Comparison of NLP / Machine Learning Text Messages

Question

Comparison of NLP / Machine Learning Text Messages

I am currently developing a program with the ability to compare small text (say, 250 characters) with a set of similar texts (about 1000-2000 texts).

The goal is to analyze if text A is similar to one or more texts in the collection, and if so, the text in the collection should be restored by identifier. Each text will have a unique identifier.

I would like the result to be as follows:

Option 1: Text A corresponds to text B with 90% similarity, text C with 70% similarity, etc.

Option 2: Text Harmonized text D with highest affinity

I read some machine learning at school, but I'm not sure which algorithm is best for this problem, or if I should consider using NLP (not familiar with the object).

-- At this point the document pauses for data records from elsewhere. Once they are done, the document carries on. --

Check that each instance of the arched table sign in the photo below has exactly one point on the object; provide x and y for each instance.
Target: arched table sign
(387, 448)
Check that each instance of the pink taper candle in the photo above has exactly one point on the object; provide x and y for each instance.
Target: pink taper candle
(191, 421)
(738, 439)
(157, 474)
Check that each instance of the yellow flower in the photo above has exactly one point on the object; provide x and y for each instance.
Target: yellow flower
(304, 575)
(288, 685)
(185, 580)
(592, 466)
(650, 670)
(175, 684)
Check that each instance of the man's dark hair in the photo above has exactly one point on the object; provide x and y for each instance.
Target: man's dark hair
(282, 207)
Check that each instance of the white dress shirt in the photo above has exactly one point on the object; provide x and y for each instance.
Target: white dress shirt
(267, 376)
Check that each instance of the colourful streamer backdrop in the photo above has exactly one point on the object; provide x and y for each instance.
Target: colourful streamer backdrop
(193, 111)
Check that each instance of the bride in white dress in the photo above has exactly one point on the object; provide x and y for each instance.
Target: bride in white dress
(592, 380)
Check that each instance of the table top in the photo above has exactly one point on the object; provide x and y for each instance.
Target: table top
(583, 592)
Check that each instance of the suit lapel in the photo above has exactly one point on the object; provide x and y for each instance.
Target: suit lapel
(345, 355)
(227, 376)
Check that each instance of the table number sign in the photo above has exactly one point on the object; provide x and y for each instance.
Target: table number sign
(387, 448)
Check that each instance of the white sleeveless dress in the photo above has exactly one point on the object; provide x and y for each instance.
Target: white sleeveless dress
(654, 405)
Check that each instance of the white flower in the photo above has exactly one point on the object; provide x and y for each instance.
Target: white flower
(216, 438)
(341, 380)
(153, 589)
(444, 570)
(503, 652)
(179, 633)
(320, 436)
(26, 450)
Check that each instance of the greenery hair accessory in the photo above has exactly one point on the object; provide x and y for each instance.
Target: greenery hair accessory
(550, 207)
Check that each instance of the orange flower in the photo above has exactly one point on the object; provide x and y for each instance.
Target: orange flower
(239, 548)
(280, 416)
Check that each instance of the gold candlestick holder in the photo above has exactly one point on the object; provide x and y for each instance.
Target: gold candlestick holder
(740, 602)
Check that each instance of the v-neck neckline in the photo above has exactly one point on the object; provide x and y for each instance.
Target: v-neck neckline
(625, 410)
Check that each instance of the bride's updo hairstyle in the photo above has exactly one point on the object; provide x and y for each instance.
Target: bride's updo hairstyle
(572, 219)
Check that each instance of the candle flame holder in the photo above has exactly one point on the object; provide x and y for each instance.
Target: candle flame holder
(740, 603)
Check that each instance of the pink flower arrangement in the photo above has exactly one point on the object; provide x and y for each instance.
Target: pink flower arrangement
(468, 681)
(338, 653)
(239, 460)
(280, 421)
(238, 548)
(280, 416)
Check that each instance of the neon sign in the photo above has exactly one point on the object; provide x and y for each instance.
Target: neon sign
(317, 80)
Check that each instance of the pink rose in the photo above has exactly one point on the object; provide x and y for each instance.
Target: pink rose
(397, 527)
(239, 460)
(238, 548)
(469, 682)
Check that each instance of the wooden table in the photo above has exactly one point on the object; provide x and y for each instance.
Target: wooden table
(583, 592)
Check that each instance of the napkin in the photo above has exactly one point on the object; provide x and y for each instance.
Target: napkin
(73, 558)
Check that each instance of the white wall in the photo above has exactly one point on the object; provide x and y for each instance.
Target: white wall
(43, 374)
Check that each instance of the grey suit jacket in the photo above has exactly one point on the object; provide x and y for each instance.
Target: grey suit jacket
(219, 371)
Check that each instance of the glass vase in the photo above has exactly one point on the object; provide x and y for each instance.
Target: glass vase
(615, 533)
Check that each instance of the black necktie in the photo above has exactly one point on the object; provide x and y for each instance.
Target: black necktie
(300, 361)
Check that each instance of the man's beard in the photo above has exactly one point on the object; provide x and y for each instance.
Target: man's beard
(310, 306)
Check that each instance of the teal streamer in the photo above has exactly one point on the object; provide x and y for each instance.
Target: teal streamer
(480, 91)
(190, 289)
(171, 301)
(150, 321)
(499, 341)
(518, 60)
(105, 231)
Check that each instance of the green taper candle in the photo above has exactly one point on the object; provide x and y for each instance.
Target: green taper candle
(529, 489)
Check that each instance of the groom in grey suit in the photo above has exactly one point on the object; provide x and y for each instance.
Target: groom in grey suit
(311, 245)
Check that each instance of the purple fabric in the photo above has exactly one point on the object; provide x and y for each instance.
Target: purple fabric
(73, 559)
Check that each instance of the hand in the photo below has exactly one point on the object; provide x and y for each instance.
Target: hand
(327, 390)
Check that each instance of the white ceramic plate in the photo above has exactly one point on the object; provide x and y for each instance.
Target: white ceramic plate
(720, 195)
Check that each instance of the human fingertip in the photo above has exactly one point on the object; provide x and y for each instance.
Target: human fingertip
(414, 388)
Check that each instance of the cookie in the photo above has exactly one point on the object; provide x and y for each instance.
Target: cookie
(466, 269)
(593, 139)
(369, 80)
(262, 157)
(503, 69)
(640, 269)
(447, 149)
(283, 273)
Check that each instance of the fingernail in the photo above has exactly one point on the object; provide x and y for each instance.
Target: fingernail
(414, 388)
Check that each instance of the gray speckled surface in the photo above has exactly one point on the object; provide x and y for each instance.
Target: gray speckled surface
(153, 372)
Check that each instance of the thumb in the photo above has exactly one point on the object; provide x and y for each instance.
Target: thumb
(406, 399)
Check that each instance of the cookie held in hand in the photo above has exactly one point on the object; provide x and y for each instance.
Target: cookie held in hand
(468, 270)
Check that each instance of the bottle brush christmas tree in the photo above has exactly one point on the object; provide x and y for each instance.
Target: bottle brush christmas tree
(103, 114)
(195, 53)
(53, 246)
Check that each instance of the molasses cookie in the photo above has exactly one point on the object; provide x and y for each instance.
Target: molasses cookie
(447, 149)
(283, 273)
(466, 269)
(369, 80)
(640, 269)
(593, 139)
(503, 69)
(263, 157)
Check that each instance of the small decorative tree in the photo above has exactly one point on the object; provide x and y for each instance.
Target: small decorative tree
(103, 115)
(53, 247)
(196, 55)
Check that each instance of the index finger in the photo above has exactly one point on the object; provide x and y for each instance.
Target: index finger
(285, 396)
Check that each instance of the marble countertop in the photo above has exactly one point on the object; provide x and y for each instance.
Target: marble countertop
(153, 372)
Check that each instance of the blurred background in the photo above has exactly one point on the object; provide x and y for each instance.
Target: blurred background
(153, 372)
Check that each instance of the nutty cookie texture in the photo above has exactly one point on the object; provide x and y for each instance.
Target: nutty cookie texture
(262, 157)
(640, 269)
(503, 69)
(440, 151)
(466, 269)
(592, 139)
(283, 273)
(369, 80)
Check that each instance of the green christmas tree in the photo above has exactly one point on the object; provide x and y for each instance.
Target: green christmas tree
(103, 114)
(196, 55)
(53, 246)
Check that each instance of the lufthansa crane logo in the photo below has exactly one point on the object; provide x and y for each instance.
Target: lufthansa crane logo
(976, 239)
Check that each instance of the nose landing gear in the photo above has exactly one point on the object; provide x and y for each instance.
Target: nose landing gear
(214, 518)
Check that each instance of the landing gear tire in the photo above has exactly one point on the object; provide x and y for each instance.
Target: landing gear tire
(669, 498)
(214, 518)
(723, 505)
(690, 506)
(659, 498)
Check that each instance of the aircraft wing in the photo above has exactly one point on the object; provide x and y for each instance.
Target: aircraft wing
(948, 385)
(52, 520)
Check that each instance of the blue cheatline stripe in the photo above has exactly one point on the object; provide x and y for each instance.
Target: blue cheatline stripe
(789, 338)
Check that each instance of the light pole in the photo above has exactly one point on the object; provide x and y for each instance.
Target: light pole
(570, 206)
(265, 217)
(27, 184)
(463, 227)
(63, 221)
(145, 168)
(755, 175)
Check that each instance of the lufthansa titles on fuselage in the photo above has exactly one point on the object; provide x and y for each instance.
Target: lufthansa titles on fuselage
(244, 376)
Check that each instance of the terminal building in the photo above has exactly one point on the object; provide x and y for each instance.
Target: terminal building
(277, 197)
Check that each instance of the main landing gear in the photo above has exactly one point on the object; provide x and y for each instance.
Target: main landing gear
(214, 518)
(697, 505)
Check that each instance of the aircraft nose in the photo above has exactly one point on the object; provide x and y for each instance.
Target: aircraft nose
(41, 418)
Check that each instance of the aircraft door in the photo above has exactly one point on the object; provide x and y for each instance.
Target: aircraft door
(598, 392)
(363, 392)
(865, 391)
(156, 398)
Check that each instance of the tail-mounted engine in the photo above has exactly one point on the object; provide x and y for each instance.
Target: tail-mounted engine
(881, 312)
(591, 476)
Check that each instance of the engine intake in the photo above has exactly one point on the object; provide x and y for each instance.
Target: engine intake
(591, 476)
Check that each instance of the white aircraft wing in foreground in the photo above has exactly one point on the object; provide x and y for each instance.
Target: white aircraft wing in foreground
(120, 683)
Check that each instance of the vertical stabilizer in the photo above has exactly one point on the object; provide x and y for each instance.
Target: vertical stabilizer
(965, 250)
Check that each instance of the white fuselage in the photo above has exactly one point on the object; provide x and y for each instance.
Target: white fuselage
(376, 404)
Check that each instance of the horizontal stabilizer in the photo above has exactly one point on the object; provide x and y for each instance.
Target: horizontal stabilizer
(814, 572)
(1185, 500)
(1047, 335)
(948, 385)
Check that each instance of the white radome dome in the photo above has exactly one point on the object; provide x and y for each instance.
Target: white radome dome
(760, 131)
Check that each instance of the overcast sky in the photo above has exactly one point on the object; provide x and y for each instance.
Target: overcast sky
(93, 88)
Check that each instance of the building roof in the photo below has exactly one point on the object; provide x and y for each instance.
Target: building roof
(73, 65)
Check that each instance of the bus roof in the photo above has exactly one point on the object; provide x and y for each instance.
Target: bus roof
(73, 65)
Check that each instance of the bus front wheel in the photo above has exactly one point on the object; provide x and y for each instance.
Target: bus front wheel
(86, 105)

Does anyone have a suggestion on which algorithm to use or where can I find scientific literature to solve my problem?

Thanks for any input!

+8

compare machine-learning nlp

RobertH Aug 26 '13 at 8:28

source share

2 answers

This is not a machine learning problem, you are just looking for a measure of text similarity . Choosing one of them, you simply sort your data in accordance with the achieved "points".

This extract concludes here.